Migrating from WordPress to Next.js: A Field Guide

How to move a content site off WordPress and onto Next.js without wrecking your SEO, your content, or your weekends.

WordPress is a fine place to start and an expensive place to stay. Once a site is mostly articles, the database, the plugins and the monthly bill stop earning their keep, and you start paying in performance, in security patching, and in a vague background anxiety every time you log in. Next.js, rendered to static pages on a CDN, removes all three. The catch is the move itself: done carelessly, a migration can erase years of accumulated search authority in a single afternoon.

This is the guide I wish I had before I migrated a live, bilingual site. It is deliberately generic. Your stack will differ in the details, but the shape of the problem, and the order in which you should solve it, does not.

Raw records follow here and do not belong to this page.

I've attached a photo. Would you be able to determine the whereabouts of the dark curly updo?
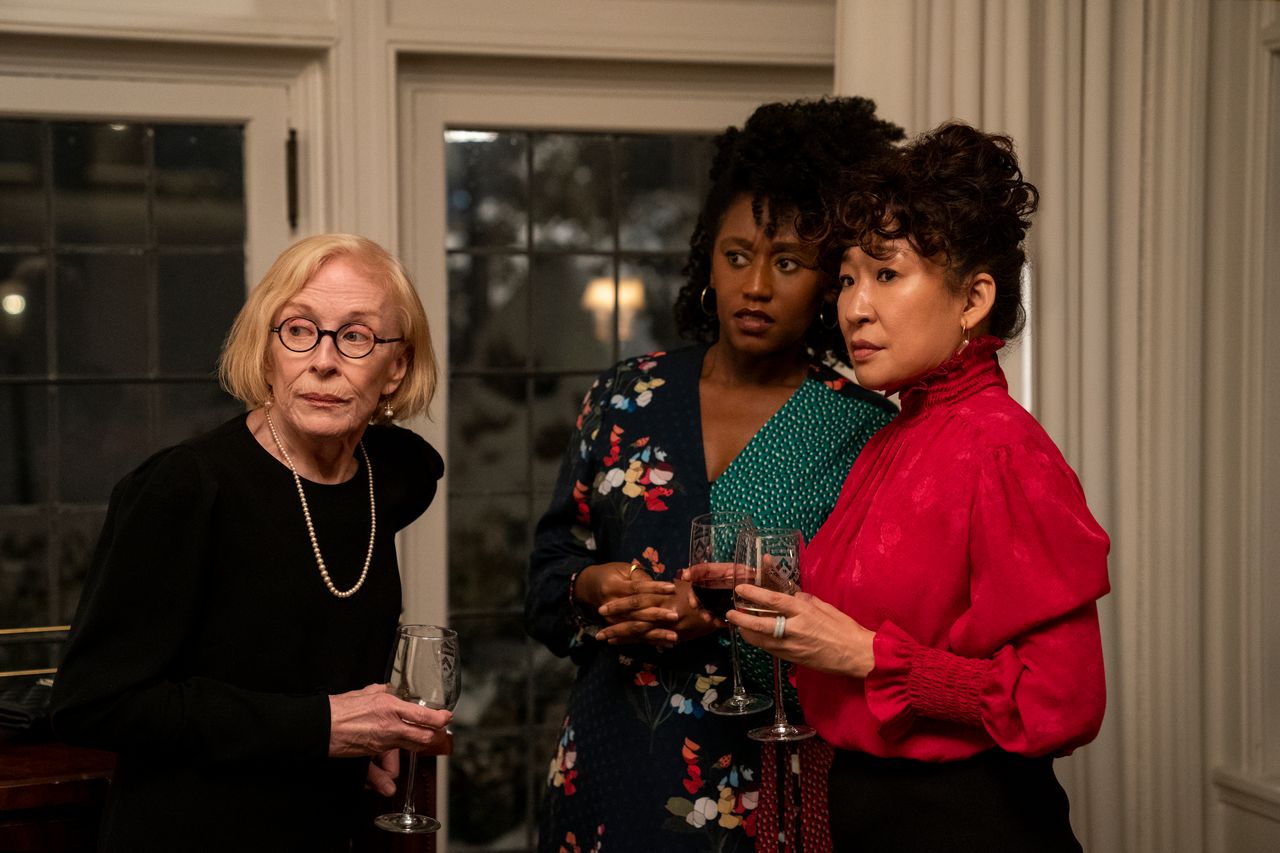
[675,97,904,360]
[824,122,1039,341]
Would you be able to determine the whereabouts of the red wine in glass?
[690,565,735,621]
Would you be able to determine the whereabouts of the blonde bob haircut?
[218,234,435,423]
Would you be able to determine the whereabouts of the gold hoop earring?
[818,300,840,329]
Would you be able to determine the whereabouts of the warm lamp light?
[582,277,644,342]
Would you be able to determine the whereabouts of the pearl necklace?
[262,403,378,598]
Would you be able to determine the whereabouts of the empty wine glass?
[733,528,818,742]
[374,625,462,833]
[687,511,773,716]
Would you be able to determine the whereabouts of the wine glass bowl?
[735,528,818,743]
[686,511,772,716]
[374,625,462,834]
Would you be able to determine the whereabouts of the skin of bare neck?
[701,341,808,388]
[248,409,365,484]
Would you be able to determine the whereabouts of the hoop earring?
[818,300,840,329]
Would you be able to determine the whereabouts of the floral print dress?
[525,346,895,853]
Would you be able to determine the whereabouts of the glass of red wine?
[735,528,818,743]
[686,511,773,716]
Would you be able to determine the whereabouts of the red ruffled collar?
[890,336,1009,414]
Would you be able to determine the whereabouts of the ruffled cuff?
[864,621,991,740]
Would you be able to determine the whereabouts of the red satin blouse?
[797,338,1110,761]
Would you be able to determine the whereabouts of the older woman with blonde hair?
[52,234,449,852]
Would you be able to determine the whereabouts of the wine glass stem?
[728,625,746,695]
[773,657,787,726]
[404,751,417,815]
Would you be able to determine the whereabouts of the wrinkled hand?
[365,749,399,797]
[595,573,719,648]
[728,584,876,679]
[329,684,453,758]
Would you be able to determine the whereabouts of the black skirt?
[828,749,1082,853]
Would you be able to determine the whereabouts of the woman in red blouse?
[730,124,1110,853]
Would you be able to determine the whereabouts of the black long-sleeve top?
[52,416,444,853]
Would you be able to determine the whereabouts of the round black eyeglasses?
[271,316,404,359]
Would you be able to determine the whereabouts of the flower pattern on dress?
[629,654,726,731]
[667,738,759,849]
[547,717,581,794]
[559,824,604,853]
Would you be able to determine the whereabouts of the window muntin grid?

The one rule that governs everything: preserve your URLs

Before you choose a framework, internalise this: every URL that search engines have indexed must keep returning content at the same address, byte for byte. Not "roughly the same". Identical. A path that was /my-article/ must not become /blog/my-article/ or /articles/my-article. A trailing slash that was there must stay there.

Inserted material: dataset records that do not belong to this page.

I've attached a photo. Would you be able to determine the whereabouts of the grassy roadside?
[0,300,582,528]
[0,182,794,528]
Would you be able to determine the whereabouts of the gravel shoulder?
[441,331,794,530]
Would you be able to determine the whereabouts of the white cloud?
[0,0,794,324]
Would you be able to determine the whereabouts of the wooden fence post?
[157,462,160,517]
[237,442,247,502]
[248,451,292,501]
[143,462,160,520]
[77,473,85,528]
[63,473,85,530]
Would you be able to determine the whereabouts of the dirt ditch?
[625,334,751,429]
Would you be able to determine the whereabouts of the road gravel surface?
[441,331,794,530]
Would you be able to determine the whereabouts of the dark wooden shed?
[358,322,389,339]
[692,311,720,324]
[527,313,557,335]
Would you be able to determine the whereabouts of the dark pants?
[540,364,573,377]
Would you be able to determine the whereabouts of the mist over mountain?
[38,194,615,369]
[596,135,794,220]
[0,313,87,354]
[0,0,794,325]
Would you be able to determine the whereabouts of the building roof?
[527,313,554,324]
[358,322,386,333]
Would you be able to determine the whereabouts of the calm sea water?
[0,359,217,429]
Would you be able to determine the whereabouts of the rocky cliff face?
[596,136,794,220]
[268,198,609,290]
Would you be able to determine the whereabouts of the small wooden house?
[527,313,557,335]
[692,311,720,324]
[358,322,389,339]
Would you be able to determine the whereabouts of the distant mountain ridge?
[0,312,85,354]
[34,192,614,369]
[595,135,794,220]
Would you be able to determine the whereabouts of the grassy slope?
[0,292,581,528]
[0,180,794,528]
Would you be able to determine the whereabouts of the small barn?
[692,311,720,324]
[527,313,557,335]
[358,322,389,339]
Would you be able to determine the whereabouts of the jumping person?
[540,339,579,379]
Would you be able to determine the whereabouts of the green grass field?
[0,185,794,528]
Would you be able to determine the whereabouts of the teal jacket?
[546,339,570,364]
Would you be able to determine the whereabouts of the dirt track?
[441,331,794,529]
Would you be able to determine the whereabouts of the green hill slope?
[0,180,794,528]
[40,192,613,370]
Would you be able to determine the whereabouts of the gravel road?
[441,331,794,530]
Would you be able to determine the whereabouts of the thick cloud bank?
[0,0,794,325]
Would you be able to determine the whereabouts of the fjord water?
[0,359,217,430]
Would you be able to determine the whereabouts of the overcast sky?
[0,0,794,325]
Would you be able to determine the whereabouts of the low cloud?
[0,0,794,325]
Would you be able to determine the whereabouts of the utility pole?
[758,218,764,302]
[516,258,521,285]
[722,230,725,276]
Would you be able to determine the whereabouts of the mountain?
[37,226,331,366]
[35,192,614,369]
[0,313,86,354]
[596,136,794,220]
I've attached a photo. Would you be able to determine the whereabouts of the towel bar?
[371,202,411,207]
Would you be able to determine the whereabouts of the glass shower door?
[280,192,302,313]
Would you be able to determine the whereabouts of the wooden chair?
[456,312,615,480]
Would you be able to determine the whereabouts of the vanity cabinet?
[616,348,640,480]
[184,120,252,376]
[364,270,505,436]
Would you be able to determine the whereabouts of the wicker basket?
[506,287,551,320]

Why so strict? Because every indexed URL is a small deposit of trust built up over time: backlinks point at it, search engines rank it, browsers have it bookmarked. Change the address and, at best, you depend on 301 redirects to pass that trust along (lossy, and only if you get every single one right). At worst, you serve a wall of 404s and reset to zero.

So the migration is not really "rebuild the site". It is "rebuild the site under a fixed URL contract". Everything below is arranged around honouring that contract.

Two mechanical safeguards make it enforceable:

Trailing slashes. If your old URLs end in /, set trailingSlash: true in next.config.mjs and never think about it again. A mismatch here alone can trigger a sitewide redirect wave.
Encoding. If you have non-Latin slugs (Arabic, Cyrillic, CJK), search engines indexed the percent-encoded form. Store the slug decoded on disk, normalise it to Unicode NFC, and emit encodeURIComponent on the wire so your canonical, hreflang and sitemap match what was indexed exactly.

Step one: audit before you touch any code

The most dangerous thing in a migration is a confident assumption. Folder names lie, plugin exports lie, and your own memory of "what's on the site" lies. So begin with ground truth, derived from the files, not from the dashboard.

Produce a complete inventory:

Every URL. Walk the live site or its static export and list every address that returns a page: posts, pages, category archives, tag archives, pagination, feeds. Mine ran to roughly 560 URLs once tags and paginated archives were counted, far more than the "forty-odd articles" I had in my head.
The real content model. How many posts actually exist, and what is each one's canonical address? Do not infer language or relationships from directory names. I learned this the hard way: a dozen directories that looked Arabic were in fact the default-language record of posts that simply had non-Latin titles.
The gap between what you advertise and what exists. Audit quality, not just presence. On my site, the CMS advertised a full second language via hreflang, but nearly half of those pages were untranslated fallbacks: the English body wrapped in translated navigation. Carrying that forward unchanged would have meant publishing duplicate, mislabelled content. You cannot make a good decision about a page you have not actually measured.

Write this down as a table. It becomes the specification the rest of the work is checked against.

Step two: choose an architecture that fits the contract

A few decisions, made once, save you from fighting the framework later.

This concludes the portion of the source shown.